My hand slowly dropped back to my side.
“My apartment will have a new person living there. I don’t have family…just a couple friends. Everything happened so fast… I can’t really process all of this. And I don’t want to leave Claire.”
My stare was empty and endless, my eyes flicking back and forth between hers. Her gaze was full of desperate expectation, like I was somehow responsible for her well-being now. “You aren’t my problem.”
She gave a slight wince, like a knife had slashed her cheek.
I raised my hand again and, this time, forced the money into her palm. “I appreciate what you’ve done for Claire. I got you out of there. I’ve given you money. My debt is repaid.” I opened the door and waited for her to walk down the steps to the sidewalk and disappear into the darkness, disappear from our lives forever.
In a haze, she moved over the threshold, her breath immediately escaping as vapor in the nighttime air. She looked down the empty street, her breath releasing more frequently from her nostrils. “I know he’ll come for me.”
“Leave the country. You have the means.”
“I don’t have an ID…anything. And even if I did, I don’t know how to start over. I wouldn’t even have shoes if one of the nurses at the hospital hadn’t found a pair in my size. I’m a dancer, that’s all I know.” She turned back to me, pleading with her eyes.
Still didn’t understand why this was my problem. I had my daughter back, and all I wanted was to go back in there and make her macaroni, her favorite. I’d bought it at the store today, hoping I’d make it for her tonight. “Go to the police.”
“They were useless last time—”
“I’m not trying to be an asshole right now, but your well-being is not my problem. I have a little girl in there who needs me. Frankly, I don’t give a damn about you. I don’t give a damn about anyone but her.”
She breathed harder, vapor rising up from her nostrils. “I get it, and I don’t want you to think I’m a charity case—”

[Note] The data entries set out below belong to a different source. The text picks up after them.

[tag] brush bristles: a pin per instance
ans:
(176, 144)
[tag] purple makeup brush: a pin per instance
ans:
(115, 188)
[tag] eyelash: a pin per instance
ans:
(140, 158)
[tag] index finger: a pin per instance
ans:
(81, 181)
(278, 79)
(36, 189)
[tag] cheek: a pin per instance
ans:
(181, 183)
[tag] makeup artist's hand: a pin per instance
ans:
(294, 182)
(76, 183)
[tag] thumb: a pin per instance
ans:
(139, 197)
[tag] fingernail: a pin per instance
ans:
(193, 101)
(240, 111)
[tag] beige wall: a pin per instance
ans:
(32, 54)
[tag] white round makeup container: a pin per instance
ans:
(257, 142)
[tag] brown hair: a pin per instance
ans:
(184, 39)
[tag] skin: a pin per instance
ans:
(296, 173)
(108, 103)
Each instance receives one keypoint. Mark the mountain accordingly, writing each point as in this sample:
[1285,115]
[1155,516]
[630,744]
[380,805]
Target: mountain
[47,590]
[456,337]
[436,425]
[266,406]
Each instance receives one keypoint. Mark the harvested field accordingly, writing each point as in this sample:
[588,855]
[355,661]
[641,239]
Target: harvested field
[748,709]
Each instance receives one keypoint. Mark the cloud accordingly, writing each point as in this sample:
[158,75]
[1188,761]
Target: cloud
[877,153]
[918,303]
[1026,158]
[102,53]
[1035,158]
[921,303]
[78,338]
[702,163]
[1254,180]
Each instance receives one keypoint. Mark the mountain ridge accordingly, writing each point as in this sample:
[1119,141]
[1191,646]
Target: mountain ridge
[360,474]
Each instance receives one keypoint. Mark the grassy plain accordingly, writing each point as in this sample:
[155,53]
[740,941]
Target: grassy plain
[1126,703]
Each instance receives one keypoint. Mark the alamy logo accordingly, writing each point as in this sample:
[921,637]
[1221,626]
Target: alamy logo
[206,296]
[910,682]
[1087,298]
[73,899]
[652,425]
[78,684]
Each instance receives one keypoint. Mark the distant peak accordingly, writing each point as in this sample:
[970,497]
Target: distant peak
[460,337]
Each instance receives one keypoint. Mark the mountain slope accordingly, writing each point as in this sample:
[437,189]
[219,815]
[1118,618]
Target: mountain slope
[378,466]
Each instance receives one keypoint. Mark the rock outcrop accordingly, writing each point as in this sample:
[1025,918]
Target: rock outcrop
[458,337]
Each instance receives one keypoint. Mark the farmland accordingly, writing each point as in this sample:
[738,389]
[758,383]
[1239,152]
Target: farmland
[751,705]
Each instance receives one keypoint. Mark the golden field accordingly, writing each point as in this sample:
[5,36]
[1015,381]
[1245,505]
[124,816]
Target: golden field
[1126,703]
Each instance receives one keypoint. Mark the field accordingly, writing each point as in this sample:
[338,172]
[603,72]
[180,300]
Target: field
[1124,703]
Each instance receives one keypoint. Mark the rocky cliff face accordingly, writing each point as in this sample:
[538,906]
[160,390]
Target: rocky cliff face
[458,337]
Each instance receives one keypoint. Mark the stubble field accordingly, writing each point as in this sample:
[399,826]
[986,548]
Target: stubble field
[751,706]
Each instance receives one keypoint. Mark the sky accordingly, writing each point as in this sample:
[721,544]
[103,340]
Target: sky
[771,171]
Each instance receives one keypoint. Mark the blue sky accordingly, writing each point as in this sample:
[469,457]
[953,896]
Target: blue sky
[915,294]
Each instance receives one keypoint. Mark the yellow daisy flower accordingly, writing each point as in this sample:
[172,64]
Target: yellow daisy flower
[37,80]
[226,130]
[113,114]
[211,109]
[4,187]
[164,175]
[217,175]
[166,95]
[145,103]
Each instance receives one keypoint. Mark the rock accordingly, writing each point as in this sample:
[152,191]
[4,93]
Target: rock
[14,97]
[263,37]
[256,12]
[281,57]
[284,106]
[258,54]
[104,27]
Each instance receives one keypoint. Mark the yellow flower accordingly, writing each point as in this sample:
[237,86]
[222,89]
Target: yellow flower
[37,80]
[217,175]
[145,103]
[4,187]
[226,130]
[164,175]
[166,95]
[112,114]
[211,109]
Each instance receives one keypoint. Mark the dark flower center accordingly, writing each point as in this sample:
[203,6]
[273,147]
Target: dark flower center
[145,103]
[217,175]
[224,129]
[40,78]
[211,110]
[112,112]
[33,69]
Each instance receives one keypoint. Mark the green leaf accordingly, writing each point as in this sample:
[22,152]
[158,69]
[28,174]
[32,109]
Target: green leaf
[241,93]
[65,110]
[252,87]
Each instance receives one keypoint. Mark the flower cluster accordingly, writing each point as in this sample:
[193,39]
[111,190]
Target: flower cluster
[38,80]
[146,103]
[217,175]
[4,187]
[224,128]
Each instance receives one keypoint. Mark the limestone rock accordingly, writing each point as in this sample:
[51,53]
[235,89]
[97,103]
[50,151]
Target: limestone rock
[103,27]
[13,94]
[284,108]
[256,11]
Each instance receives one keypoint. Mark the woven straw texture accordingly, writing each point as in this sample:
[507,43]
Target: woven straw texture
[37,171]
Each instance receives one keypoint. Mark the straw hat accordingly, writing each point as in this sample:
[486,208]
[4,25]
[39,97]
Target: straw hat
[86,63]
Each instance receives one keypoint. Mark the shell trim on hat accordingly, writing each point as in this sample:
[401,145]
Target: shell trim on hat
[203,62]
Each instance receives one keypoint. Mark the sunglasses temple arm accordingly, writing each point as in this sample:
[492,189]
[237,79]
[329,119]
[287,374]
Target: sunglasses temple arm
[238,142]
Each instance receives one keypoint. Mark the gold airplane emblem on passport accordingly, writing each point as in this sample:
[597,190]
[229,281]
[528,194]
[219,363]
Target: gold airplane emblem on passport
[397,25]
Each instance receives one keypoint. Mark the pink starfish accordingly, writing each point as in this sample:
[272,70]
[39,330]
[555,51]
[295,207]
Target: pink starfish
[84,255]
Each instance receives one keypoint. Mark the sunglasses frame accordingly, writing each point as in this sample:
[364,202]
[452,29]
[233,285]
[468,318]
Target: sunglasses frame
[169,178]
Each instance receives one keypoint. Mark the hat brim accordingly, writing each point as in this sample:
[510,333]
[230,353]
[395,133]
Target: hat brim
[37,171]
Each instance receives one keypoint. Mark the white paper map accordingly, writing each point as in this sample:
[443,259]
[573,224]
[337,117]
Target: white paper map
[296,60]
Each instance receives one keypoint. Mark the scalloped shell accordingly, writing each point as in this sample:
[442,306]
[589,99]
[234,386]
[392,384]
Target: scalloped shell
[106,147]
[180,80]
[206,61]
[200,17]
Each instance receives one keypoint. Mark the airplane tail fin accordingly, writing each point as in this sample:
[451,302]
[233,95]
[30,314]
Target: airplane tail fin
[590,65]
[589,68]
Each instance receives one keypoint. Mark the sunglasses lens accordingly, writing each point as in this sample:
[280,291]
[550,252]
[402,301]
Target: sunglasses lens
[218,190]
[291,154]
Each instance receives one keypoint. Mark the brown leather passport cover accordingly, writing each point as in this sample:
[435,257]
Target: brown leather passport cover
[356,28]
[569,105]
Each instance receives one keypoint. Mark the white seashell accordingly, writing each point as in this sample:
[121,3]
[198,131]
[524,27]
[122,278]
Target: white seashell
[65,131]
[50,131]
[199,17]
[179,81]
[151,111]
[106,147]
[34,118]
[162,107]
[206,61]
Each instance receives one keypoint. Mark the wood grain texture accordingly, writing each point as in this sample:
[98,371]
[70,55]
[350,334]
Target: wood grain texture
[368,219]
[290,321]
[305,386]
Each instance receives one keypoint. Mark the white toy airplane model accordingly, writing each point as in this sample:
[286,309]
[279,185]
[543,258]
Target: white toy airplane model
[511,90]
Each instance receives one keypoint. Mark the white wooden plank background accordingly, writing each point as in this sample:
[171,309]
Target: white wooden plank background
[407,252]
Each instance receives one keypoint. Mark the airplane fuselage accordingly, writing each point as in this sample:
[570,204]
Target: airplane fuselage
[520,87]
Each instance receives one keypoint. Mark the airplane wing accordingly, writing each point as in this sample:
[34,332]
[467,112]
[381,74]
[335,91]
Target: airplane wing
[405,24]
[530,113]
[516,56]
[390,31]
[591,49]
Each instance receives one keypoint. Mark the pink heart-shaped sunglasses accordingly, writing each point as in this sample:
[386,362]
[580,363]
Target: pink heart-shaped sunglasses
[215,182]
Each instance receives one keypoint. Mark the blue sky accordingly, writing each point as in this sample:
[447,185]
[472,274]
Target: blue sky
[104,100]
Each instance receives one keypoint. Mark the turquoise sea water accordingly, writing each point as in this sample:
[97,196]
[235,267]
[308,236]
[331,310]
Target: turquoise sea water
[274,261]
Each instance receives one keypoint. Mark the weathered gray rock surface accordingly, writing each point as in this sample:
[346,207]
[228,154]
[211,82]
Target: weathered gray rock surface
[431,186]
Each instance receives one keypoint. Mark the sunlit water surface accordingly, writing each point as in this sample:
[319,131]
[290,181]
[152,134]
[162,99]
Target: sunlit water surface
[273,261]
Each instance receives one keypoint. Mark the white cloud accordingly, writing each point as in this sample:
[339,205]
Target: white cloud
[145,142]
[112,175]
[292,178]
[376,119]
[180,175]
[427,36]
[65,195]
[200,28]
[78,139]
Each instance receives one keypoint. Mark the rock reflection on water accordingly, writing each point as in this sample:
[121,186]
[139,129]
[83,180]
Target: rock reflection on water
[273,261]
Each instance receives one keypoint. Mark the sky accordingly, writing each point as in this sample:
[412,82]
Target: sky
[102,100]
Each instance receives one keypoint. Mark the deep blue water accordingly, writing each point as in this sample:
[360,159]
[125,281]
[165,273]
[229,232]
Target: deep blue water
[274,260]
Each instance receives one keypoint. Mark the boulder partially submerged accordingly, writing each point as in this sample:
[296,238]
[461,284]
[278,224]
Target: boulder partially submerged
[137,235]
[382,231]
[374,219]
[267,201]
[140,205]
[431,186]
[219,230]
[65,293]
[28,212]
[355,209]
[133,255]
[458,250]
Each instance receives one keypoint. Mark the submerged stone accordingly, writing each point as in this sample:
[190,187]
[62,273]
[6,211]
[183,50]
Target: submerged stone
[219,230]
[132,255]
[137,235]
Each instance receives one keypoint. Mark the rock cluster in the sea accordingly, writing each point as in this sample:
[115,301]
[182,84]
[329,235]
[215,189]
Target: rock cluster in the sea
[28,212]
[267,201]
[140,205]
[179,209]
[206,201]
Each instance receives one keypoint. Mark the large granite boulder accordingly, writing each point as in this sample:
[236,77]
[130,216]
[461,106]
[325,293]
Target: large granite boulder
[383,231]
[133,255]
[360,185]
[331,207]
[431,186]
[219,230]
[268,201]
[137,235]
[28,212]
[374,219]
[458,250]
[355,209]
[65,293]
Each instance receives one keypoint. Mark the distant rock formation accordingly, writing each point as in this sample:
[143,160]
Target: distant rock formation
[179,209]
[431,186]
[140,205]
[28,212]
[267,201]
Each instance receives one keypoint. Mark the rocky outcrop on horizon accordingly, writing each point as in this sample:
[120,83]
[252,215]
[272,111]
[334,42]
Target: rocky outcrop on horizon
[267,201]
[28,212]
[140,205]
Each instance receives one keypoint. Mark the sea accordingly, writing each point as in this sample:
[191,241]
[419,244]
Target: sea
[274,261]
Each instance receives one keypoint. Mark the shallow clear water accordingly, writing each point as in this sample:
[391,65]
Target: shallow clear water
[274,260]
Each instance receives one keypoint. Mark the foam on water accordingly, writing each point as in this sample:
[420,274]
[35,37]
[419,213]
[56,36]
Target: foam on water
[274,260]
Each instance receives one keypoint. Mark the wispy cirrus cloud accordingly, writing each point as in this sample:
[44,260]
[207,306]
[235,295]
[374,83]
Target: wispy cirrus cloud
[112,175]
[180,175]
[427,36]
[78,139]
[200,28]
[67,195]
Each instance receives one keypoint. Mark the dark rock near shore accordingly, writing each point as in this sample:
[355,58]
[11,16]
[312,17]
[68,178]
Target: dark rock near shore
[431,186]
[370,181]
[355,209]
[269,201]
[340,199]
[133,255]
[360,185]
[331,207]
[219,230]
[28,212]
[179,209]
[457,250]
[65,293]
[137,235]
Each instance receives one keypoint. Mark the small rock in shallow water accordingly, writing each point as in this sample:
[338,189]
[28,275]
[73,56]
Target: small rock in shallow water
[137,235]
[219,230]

“It’s starting to seem that way.”
Her eyes gave a flash, like lightning that brightened the sky before the storm hit. “My entire purpose for the last few months…was protecting Claire. Without her, I don’t know what to do with myself. I don’t want to say goodbye—”
“I appreciate your dedication to my daughter. Truly, I do. But she’s my daughter—not yours.”
“I never implied she wasn’t—”
“Goodbye, Constance.” I started to shut the door on her.
“That’s it?” she asked incredulously. “There’s this horrible place that tortures women for being angels, and you don’t care? You aren’t going to do something about it?”
The door steadied, and I stared at her. “I said it once. I’ll say it again. I don’t give a damn about anyone but her.” I shut the door, locked it, and returned to my daughter in the other room.
Even though I slept and woke up the following day, my life still felt like a dream.
The best dream I’d ever had.
The mattress bounced with her little weight as she jumped on my bed first thing in the morning, before the sun had finally risen and pierced the fog.
My eyes opened to see her little face above mine.
I smiled like I’d never smiled in my life.
“Dad!” She grabbed my arm and tugged on it. “Come on, wake up.”
I shut my eyes quickly and went still, pretending to be asleep.
She tugged on me again. “Dad!” She laughed as she pulled on my arm. “I know you’re awake…you’re smiling.”
I opened my eyes again and looked at her, my arms barreling around her and pulling her close. “You caught me, smart girl.” She was in her pink pajamas with the ponies on them, her entire room decorated with little white horses with flowy pink hair. She loved dolls and stories about princesses, but she also loved getting her hands dirty digging for bugs.
“I’m smarter than Daddy.”
“Let’s not get carried away…”
“I don’t smile when I’m trying to pretend to be asleep,” she said with a laugh.
“You got me there.”
She pushed out of my arms and sat beside me. “Are we going to go see Mom?”
“Yes.” She was still at the hospital, and from what Bartholomew had told me, she’d pulled through and was resting in her room.
“Then what are we waiting for? Let’s go!” She slid off my bed and ran down the hallway, her little feet loud against the hardwood floor, turning muffled when she hit the various rugs, and then becoming loud again on the wood.
My smile faded—because I thought I’d never hear that sound again.
“Mommy, are you okay?” Claire stood at her bedside, looking at her mother in bed with sad eyes, not understanding the cuff around her arm, the tubes going into her body, the white gown, the constant beeping of the monitors.